1. Start with the longest section of balustrade you will need (so you can cut shorter Rails from those if you make a mistake.)

2. Mark desired Handrail height onto Column at location where Rail will be attached. Beneath that, mark the location for the top of the Subrail. Label this second mark #1. (Local building codes may dictate Rail height.)

3. Hold a short piece of thin scrap wood (should be same width as Handrail) in place at mark #1. Scribe curvature of the Column onto this scrap piece. Use a coping saw to cut curvature into this scrap. Test for fit against Column at mark #1. Redo if necessary. When satisfied with the fit, label this piece as template #1. Repeat process where other end of Handrail and Subrail will be installed, creating mark #2 and template #2.

4. Measure the total distance from mark #1 across to mark #2 and note that as balustrade section #1. (Remember to start with the longest balustrade section.)

5. Set your two templates onto Subrail so they are the proper distance apart for balustrade section #1. Trace their curvature onto the top of Subrail.

6. Use a coping saw to cut the curvature into both ends of Subrail. Test fit at marks #1 and #2. Adjust end curvatures if necessary.

7. Repeat step 5 and 6 for top piece of Sloped-top Bottom Rail. Later you will use these same templates for bottom piece of Bottom Rail and for Handrail, but it is best to first complete on balustrade section without those to be sure everything is fitting properly.

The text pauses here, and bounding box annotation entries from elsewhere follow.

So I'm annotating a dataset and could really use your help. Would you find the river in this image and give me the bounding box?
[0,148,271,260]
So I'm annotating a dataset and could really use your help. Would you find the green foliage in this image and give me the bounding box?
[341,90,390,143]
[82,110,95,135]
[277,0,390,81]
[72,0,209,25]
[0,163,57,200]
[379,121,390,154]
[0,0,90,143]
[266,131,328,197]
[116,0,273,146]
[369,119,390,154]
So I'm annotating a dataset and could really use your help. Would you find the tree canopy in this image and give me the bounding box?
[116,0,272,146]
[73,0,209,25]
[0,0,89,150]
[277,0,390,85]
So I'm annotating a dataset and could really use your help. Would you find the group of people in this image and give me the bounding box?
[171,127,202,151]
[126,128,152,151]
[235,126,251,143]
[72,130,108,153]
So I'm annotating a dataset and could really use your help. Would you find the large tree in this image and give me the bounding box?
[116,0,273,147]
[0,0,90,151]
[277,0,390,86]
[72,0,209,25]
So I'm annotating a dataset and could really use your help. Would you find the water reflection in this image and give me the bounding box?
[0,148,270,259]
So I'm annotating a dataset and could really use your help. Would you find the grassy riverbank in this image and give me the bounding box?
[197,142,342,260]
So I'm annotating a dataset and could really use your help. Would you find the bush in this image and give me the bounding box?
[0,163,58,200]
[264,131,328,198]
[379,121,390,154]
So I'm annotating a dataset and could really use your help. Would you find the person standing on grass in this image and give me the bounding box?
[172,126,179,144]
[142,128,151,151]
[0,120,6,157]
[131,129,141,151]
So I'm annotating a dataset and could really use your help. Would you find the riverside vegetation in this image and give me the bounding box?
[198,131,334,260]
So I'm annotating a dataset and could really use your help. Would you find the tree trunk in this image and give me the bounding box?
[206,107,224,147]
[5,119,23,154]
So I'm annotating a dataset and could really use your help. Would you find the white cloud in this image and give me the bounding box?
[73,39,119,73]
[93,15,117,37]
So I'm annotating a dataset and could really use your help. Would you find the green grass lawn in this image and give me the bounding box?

8. Because of the curvature at the ends of the Rails, balustrade sections must be built in place between the Columns. Otherwise, the main instructions at the top of this page and in the following sections can now be followed to complete your first balustrade section. You can attach metal "L" brackets (as mentioned at Balustrade Section Installation) to your Columns with toggle bolts by pre-drilling pilot holes in each Column for the toggle bolts.